In Tamil Nadu Replay, 40 MLAs Whisked Out Of Nagaland Amid Standoff

In Tamil Nadu Replay, 40 MLAs Whisked Out Of Nagaland Amid Standoff

On Thursday, Chief Minister TR Zeliang rushed to New Delhi to discuss the crisis (File)

Guwahati: As the crisis in Tamil Nadu made ripples nationally, culminating into Saturday's trust vote, in the country's eastern reaches, another political drama with similar twists seems to be catching speed. In Nagaland, where angry tribal protesters have locked down government offices in an indefinite shutdown demanding Chief Minister TR Zeliang's resignation since February 1 over a move to reserve 33 per cent seats in recent local body polls, around 40 ruling Naga National Front (NPF) legislators were taken overnight to a resort in neighbouring Assam's Kaziranga National Park.

The move, similar to one pulled off by the VK Sasikala faction amid its tussle with O Panneerselvam and company in Tamil Nadu, came after the Nagaland legislators submitted a resolution to Governor PB Acharya's office declaring their party president Dr Shurhozelie Liezietsu as their choice for next Chief Minister and asked present Mr Zeliang to step down.

On Thursday, the Chief Minister Zeliang and Governor Acharya rushed to New Delhi to discuss the crisis with the centre as a deadline by the Naga Tribe Action committee (NTAC) and the Joint Action Committee (JCC) - the two groups spearheading the protests against Mr Zeliang - to the MLAs to withdraw their support to Mr Zeliang ended.
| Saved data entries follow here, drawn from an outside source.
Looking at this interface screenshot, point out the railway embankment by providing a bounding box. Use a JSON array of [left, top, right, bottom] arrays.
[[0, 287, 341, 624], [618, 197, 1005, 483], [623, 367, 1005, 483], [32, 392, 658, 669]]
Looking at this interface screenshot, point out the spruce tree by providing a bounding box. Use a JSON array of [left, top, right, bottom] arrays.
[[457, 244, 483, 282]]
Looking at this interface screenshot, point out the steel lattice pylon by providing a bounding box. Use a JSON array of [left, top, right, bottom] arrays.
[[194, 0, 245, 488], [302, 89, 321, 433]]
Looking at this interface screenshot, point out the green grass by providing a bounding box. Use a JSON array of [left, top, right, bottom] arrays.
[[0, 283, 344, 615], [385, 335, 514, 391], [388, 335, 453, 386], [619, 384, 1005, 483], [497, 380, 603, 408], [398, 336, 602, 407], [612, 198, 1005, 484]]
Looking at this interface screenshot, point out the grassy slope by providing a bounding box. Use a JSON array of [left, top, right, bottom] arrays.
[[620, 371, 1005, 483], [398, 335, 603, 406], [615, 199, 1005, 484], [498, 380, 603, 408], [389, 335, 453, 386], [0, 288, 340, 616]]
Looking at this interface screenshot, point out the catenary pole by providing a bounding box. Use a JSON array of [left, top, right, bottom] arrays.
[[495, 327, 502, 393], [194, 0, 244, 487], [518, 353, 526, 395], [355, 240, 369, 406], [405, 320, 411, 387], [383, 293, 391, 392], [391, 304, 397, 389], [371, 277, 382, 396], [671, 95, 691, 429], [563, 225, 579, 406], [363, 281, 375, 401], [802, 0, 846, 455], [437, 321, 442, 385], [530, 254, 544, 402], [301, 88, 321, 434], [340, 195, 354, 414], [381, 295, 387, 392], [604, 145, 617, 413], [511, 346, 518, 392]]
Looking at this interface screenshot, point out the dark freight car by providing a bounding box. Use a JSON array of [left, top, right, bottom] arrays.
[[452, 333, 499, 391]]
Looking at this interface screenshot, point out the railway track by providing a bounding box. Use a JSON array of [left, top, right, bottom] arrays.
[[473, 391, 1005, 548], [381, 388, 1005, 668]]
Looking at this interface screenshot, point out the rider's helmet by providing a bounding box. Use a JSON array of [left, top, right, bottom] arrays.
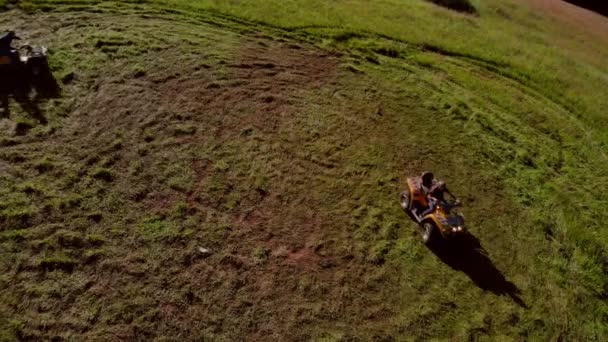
[[421, 171, 434, 188]]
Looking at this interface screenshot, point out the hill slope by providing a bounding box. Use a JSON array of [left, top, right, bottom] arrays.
[[1, 0, 607, 340]]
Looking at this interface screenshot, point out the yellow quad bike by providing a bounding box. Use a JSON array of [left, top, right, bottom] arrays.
[[399, 177, 466, 244]]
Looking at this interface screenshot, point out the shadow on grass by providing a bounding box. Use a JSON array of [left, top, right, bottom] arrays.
[[564, 1, 608, 17], [0, 68, 60, 125], [428, 232, 528, 308], [426, 0, 477, 14]]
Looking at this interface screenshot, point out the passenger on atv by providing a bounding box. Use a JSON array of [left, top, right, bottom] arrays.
[[420, 181, 460, 217], [411, 172, 459, 219]]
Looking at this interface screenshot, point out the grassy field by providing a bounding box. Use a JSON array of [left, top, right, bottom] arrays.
[[1, 0, 607, 340]]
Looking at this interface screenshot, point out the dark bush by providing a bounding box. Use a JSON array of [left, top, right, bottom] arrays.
[[427, 0, 477, 14]]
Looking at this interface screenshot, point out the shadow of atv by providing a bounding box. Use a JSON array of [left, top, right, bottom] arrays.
[[1, 44, 60, 123], [427, 232, 527, 308]]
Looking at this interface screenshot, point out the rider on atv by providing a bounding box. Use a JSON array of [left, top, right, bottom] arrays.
[[421, 180, 459, 217], [416, 172, 459, 217], [0, 31, 20, 115], [0, 31, 20, 63]]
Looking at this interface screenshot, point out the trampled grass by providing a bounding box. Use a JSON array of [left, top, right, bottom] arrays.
[[0, 0, 607, 340]]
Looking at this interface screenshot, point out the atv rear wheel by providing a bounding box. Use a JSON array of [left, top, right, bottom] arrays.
[[422, 222, 437, 245]]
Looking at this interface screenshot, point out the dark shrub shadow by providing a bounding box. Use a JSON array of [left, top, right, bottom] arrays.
[[428, 232, 527, 308], [426, 0, 477, 14], [32, 66, 61, 100], [564, 1, 608, 17]]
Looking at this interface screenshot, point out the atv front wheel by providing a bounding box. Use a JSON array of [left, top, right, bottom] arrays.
[[399, 190, 410, 211], [422, 222, 437, 245]]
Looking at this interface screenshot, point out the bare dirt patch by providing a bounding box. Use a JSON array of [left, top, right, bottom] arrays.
[[284, 247, 320, 269]]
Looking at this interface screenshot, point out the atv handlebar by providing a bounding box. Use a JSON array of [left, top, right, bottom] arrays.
[[439, 199, 461, 212]]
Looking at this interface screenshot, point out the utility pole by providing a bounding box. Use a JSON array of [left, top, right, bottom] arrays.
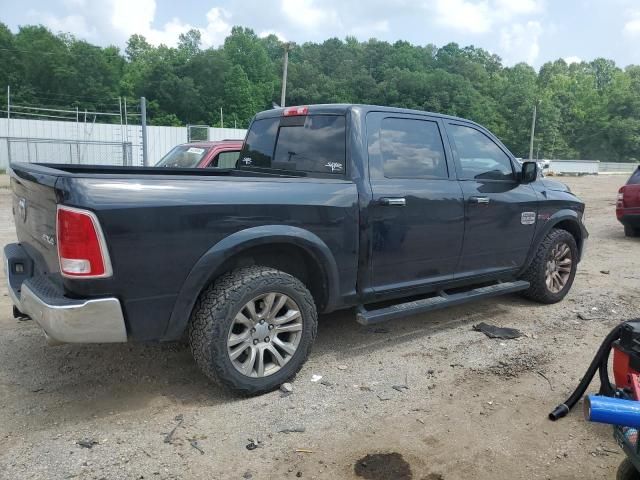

The protesters say that by allowing 33 per cent reservation for women in the local body polls, the chief minister is trying to dilute the constitutional privilege of the Naga to practise their customary laws. Violence erupted over issue on January 31 in Dimapur, where three youths were killed, and also spread to Kohima where government buildings were burnt down.

A spooked state government annulled the polls held on February 1, but protesters said that the deadlock would continue unless Mr Zeliang resigns. 

Many in the political circles believe that former Nagaland Chief Minister and Lok Sabha MP Neiphiu Rio was behind the protests in Kohima. Mr Rio is suspended from the party and now an arch rival of Mr Zeliang. Two years ago, Mr Rio had tried to woo party legislators to his side but the coup was unsuccessful after the party central council stood by Mr Zeliang and threatened the MLAs with expulsion.

According to well-placed sources, the BJP, which is an ally of the NPF in the Democratic Alliance of Nagaland (DAN) government in the state, tried to broker peace yesterday between Mr Rio and Mr Zeliang. BJP national general secretary Ram Madhav was himself involved in the talks, sources added. 

Sources indicate that while nearly 40 of the NPF's 46 MLAs want Mr Rio back, both the party president and the party's central council back Mr Zeliang.